There was a strange hybrid goose on the Serpentine which I have not seen before. It was as large as a large Canada Goose, and evidently one of its parents is a Canada -- typically hybrids are as large as their larger parent. The other one is a mystery. A Bar-Headed Goose seems most likely, a Snow Goose less likely but possible.

A third very dark Mallard drake appeared on the Long Water at the Vista, It's darker than the other two, almost black. Its white bib is less clearly defined, and it lacks the white streak behind the eye of the others.
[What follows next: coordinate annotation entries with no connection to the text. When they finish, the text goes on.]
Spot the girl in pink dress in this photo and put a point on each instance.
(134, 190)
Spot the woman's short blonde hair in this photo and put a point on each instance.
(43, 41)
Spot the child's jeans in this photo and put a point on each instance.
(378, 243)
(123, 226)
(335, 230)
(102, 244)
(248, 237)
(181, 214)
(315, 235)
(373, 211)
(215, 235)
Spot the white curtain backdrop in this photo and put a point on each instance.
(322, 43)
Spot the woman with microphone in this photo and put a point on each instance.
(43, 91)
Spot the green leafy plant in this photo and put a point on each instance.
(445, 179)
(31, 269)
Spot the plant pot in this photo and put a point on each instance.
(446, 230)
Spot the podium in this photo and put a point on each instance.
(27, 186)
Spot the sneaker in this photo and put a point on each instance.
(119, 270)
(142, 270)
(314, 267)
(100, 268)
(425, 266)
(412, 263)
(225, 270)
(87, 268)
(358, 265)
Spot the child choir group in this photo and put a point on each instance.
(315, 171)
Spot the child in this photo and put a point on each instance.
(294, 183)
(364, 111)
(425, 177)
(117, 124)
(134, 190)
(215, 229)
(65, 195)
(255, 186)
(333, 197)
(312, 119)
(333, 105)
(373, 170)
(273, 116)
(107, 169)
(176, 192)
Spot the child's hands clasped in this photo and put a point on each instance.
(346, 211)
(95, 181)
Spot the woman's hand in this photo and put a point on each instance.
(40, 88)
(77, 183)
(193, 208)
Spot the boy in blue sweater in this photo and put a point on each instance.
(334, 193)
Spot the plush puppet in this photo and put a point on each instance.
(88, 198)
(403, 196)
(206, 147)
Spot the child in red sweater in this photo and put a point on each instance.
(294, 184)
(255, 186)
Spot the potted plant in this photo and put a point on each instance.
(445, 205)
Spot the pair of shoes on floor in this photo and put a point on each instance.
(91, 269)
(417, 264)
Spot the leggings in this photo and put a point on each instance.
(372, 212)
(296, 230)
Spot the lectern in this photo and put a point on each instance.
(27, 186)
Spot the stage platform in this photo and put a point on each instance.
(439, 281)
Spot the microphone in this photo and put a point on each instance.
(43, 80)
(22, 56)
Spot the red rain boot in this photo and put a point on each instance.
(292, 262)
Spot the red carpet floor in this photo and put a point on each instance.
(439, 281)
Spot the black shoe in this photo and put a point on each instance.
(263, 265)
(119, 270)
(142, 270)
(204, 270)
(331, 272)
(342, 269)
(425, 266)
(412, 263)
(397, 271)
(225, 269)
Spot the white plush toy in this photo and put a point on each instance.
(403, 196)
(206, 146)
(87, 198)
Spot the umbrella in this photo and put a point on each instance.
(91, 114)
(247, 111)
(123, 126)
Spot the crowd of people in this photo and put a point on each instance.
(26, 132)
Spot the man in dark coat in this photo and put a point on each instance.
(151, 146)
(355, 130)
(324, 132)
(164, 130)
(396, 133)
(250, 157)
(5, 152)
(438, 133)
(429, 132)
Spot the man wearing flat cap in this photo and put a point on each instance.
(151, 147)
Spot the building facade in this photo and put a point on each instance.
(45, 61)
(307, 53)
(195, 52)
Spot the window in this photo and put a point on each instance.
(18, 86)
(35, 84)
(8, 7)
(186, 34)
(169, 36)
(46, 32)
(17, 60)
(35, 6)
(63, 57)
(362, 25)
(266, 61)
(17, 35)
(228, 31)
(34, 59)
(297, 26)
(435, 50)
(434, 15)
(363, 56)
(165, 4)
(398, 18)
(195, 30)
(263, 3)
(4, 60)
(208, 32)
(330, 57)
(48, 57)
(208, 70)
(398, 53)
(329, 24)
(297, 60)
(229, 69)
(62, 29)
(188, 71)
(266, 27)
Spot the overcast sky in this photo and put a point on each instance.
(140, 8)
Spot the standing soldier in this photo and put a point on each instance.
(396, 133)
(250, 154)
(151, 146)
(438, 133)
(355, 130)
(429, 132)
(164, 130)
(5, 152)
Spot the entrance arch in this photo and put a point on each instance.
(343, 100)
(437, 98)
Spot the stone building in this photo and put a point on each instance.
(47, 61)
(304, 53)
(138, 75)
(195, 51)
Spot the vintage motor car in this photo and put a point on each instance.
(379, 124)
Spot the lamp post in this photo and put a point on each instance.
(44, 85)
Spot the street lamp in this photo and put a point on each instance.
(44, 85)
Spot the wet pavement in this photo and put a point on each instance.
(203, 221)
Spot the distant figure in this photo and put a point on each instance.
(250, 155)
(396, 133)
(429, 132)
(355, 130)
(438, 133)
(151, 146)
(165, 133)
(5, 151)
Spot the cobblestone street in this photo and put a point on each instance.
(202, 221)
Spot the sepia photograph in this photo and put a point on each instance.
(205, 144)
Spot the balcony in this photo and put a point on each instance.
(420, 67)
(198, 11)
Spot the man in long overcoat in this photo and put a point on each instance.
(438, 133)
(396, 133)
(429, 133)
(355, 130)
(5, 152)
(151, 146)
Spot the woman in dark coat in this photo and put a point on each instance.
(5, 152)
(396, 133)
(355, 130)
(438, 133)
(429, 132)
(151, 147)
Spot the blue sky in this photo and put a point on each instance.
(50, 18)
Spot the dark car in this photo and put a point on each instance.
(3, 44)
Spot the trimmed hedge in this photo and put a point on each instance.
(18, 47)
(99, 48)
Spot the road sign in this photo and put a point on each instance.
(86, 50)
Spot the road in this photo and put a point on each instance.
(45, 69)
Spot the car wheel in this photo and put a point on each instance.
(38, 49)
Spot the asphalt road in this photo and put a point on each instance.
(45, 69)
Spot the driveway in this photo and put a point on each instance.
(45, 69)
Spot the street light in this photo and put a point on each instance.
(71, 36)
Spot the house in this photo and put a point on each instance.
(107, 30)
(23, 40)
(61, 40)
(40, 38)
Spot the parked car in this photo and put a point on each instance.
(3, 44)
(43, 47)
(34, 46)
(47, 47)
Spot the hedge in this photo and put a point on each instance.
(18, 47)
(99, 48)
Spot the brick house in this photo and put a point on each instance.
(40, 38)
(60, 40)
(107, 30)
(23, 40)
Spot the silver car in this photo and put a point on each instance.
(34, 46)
But it's still probable that they are all siblings.

The Black Swan was on the shore of the Serpentine with his adopted cygnet. He strutted around and started picking up leaves and twigs and throwing them aside in his typical nest-building routine. It is remarkable how long his neck is, and he might be able to outreach a Mute Swan, though you would have to see them side by side to make sure.

The mat of algae at the east end of the Serpentine is offensive to the park staff but delicious to Mute Swans.

A few feet away, a male Great Crested Grebe was stretching his wings. Long as they are, they are too narrow to properly support a bird weighing over two pounds, and the flight of a Great Crested Grebe is a desperate rush to get enough lift.

He is unusually dark, which I think is a sign of age.

The grebe chicks on the Long Water near the bridge were spread out across the lake, being fed by both parents. Again, this one is male, as can be seen from his wide upper crest.

This is a juvenile Black-Headed Gull only a few months old. Its plumage is rather pretty.

The waterfall in the Dell is working properly again. A Wood Pigeon stood on the edge to drink.

A Jackdaw perched in the dead willow tree near the Italian Garden, waiting for a peanut to be put out on the balustrade.

There was a glimpse of one of the Little owlets high overhead in the tall lime tree near the Henry Moore sculpture.

This may be the last owlet picture of the year, as the other two families are already dispersed.

In the chestnut tree near the leaf yard, both the male Little Owl ...

... and his mate made an appearance.